Rebellen in äthiopischer Region Tigray greifen Eritrea an

Im Zuge ihrer Kämpfe mit äthiopischen Regierungstruppen haben Rebellen aus der äthiopischen Konfliktregion Tigray auch Einrichtungen im Nachbarland Eritrea mit Raketen angegriffen. Ziel der Angriffe sei der Flughafen der Hauptstadt Asmara gewesen, teilte der Chef der Volksbefreiungsfront von Tigray (TPLF), Debretsion Gebremichael, gestern der dpa per Telefon mit. Von dem Flughafen aus würden Luftangriffe auf die TPLF geflogen.

Die TPLF dominiert die Regierung in Tigray. „Wir kämpfen seit ein paar Tagen gegen die äthiopischen Streitkräfte“, sagte Gebremichael. Die eritreischen Streitkräften kämpften an der Seite der Äthiopier, die den Konflikt mit der Nutzung des Flughafens von Asmara eskaliert hätten. „Also ist Asmara ein legitimes Ziel.“

Grafik zum Konfliktgebiet Tigray
Grafik: APA/ORF.at

Die TPLF sei bereit zu verhandeln, aber zuvor müsse die Regierung ihre Truppen aus Tigray zurückziehen. „Die Leute sind zum Kampf bereit, notfalls mit Stöcken“, sagte Gebremichael.

Hilfsorganisationen warnen vor humanitärer Krise

Äthiopiens Regierung hatte nach Monaten der Spannungen zwischen Addis Abeba und der TPLF eine Offensive gegen die Miliz und Regierungspartei von Tigray begonnen. Über die Lage in der Region ist wenig bekannt, da Internet, Telefonverbindungen und Strom gekappt und Straßen blockiert sind.

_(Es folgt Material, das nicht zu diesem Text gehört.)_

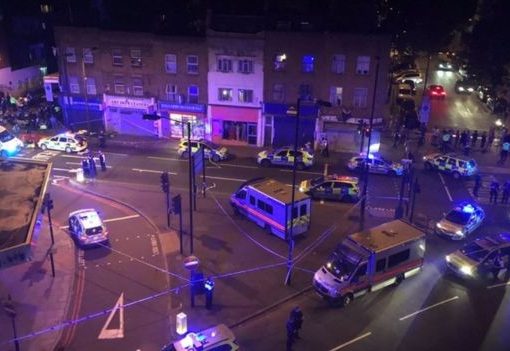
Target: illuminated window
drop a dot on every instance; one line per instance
(193, 94)
(278, 92)
(360, 97)
(335, 96)
(245, 66)
(171, 63)
(137, 86)
(338, 64)
(245, 96)
(280, 62)
(91, 86)
(363, 65)
(70, 55)
(192, 64)
(224, 65)
(136, 57)
(224, 94)
(118, 85)
(74, 86)
(307, 63)
(88, 56)
(117, 57)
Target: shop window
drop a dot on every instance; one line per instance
(224, 94)
(136, 57)
(117, 57)
(171, 63)
(91, 86)
(245, 96)
(193, 94)
(137, 87)
(70, 55)
(192, 64)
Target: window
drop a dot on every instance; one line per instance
(74, 86)
(360, 97)
(171, 63)
(117, 57)
(137, 87)
(338, 64)
(70, 55)
(380, 265)
(91, 86)
(245, 66)
(335, 96)
(88, 56)
(171, 92)
(307, 63)
(305, 91)
(245, 96)
(118, 85)
(192, 64)
(278, 92)
(224, 94)
(224, 65)
(193, 94)
(280, 62)
(398, 258)
(363, 65)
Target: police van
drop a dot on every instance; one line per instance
(267, 202)
(371, 260)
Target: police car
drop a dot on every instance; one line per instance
(476, 259)
(218, 338)
(87, 228)
(461, 221)
(68, 142)
(457, 165)
(212, 151)
(285, 157)
(332, 187)
(376, 164)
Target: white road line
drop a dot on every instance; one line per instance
(445, 187)
(428, 308)
(351, 341)
(150, 171)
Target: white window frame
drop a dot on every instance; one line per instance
(245, 66)
(171, 63)
(192, 64)
(363, 65)
(338, 64)
(70, 54)
(225, 97)
(360, 97)
(245, 96)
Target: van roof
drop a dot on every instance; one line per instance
(278, 191)
(387, 235)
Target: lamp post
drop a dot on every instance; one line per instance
(365, 171)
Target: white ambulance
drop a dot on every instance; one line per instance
(371, 260)
(267, 202)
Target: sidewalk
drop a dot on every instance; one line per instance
(40, 301)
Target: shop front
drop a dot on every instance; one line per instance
(232, 125)
(124, 114)
(178, 117)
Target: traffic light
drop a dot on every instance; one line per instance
(165, 182)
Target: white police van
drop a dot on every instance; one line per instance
(267, 202)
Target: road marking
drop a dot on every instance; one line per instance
(150, 171)
(445, 187)
(114, 333)
(351, 341)
(429, 307)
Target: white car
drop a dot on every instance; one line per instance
(67, 142)
(87, 228)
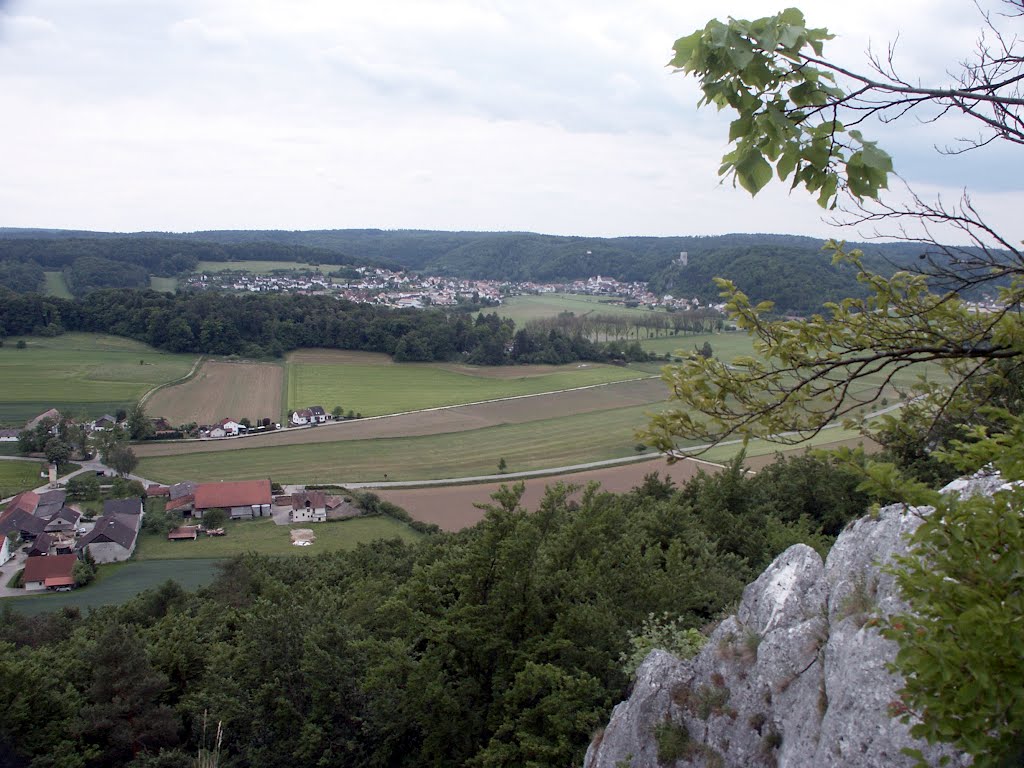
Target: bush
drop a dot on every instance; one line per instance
(83, 487)
(662, 632)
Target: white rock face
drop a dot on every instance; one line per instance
(797, 678)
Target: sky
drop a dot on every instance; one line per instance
(550, 116)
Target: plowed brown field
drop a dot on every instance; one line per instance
(452, 507)
(221, 390)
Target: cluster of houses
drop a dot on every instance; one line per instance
(246, 500)
(399, 289)
(374, 286)
(56, 540)
(55, 537)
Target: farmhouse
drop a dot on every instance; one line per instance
(19, 517)
(103, 423)
(308, 507)
(51, 414)
(311, 415)
(49, 572)
(242, 499)
(111, 540)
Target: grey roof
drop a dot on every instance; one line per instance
(41, 546)
(178, 489)
(22, 521)
(123, 507)
(109, 528)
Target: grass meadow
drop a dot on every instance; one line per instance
(524, 308)
(265, 537)
(374, 386)
(56, 286)
(530, 445)
(119, 583)
(84, 375)
(16, 476)
(164, 285)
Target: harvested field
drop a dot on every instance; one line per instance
(220, 390)
(456, 419)
(452, 507)
(377, 389)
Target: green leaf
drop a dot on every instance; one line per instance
(754, 172)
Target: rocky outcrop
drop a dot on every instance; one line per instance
(798, 677)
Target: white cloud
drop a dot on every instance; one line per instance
(457, 114)
(195, 31)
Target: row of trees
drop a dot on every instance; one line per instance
(800, 115)
(499, 645)
(607, 327)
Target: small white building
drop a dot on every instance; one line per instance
(308, 506)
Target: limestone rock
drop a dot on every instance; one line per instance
(798, 677)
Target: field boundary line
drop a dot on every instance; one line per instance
(327, 425)
(182, 380)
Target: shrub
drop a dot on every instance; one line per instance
(663, 632)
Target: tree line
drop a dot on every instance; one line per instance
(258, 326)
(503, 644)
(786, 269)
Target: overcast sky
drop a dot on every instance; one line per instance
(552, 116)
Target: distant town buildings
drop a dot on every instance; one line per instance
(399, 289)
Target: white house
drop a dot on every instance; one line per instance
(311, 415)
(308, 506)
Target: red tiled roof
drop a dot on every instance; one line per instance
(41, 568)
(315, 498)
(235, 494)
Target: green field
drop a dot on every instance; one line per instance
(524, 308)
(56, 286)
(116, 584)
(264, 267)
(726, 346)
(164, 285)
(16, 476)
(265, 537)
(375, 389)
(540, 444)
(84, 375)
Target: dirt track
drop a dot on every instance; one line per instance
(452, 507)
(221, 390)
(456, 419)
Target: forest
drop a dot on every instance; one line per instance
(503, 644)
(787, 269)
(269, 325)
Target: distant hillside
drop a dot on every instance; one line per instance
(792, 270)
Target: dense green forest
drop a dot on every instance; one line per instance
(269, 325)
(791, 270)
(504, 644)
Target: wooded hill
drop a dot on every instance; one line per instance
(791, 270)
(505, 644)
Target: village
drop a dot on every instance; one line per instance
(58, 544)
(400, 289)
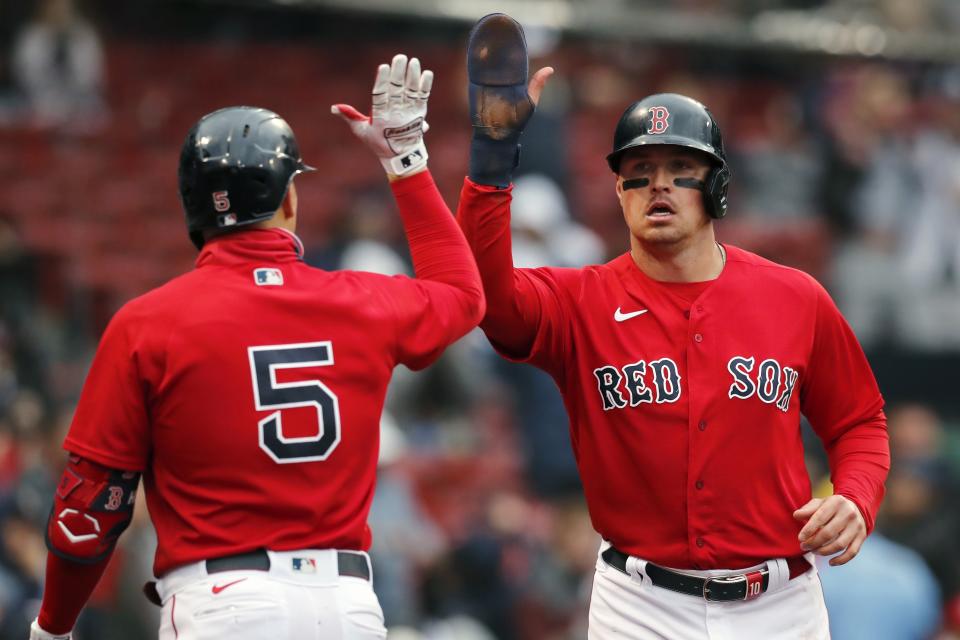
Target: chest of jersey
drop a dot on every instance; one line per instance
(650, 350)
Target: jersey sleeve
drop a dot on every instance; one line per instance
(525, 318)
(446, 299)
(841, 399)
(110, 425)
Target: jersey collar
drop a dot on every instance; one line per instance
(262, 245)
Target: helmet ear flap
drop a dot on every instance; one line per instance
(715, 191)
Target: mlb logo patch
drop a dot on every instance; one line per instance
(268, 277)
(304, 565)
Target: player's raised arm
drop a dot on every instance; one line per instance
(501, 104)
(449, 300)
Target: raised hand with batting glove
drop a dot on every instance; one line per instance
(501, 103)
(396, 124)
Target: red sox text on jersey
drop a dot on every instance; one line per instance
(632, 385)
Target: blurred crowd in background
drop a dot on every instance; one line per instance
(845, 166)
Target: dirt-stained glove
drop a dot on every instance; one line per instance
(500, 106)
(395, 127)
(37, 633)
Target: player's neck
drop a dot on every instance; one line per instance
(699, 260)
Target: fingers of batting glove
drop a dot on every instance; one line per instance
(426, 84)
(379, 95)
(411, 84)
(398, 70)
(348, 113)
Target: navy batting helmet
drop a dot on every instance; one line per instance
(669, 118)
(235, 168)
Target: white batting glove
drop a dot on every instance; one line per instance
(36, 633)
(395, 127)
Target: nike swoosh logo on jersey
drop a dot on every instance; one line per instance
(620, 316)
(218, 588)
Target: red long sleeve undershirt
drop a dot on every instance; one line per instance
(484, 216)
(437, 246)
(67, 588)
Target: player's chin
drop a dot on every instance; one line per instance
(663, 234)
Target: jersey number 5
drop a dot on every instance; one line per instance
(270, 394)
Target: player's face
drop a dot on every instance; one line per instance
(660, 212)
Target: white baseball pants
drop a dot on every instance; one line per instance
(630, 607)
(301, 597)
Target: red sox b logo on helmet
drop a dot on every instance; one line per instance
(659, 119)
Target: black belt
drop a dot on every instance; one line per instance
(348, 563)
(723, 589)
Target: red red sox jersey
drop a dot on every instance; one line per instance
(685, 399)
(249, 390)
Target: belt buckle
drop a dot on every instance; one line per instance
(728, 580)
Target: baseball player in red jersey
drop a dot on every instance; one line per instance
(684, 367)
(248, 391)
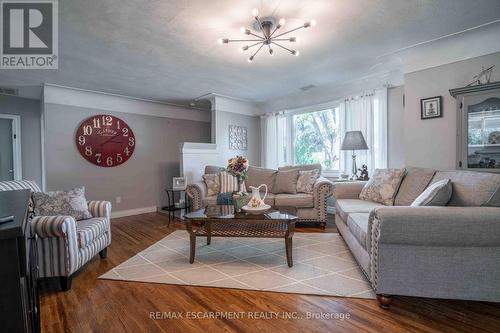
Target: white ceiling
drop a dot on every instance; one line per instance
(167, 50)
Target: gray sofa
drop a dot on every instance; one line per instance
(448, 252)
(310, 207)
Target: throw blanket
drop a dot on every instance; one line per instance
(225, 198)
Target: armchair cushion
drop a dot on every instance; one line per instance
(72, 203)
(53, 226)
(322, 190)
(89, 230)
(213, 183)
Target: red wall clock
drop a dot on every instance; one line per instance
(105, 140)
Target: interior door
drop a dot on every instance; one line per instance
(6, 150)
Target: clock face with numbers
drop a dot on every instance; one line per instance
(105, 140)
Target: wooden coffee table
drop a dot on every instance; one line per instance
(222, 221)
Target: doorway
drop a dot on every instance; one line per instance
(10, 147)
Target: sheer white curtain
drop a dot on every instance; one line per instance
(366, 113)
(273, 129)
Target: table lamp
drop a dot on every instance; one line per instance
(354, 140)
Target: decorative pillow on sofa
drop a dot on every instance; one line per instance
(437, 194)
(286, 181)
(383, 186)
(213, 184)
(228, 182)
(306, 180)
(54, 203)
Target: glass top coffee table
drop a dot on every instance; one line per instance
(223, 221)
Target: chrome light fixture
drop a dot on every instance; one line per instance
(267, 35)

Der Zugang wurde für Journalistinnen und Journalisten eingeschränkt.

Hilfsorganisationen warnen vor einer humanitären Krise. Angaben der Regierung können kaum unabhängig überprüft werden. In offiziellen Verlautbarungen erwähnt Äthiopien Eritrea nicht, spricht von der Befreiung von Gebieten und wirft der TPLF Verbrechen gegen die Menschlichkeit vor.

Die TPLF war die dominante Partei in der Parteienkoalition, die Äthiopien mehr als 25 Jahre lang mit harter Hand regierte. Das änderte sich, als Abiy Ahmed 2018 an die Macht kam: Der Ministerpräsident brachte Reformen auf den Weg, entfernte Funktionäre der alten Garde und gründete eine neue Partei, der die TPLF nicht beitrat.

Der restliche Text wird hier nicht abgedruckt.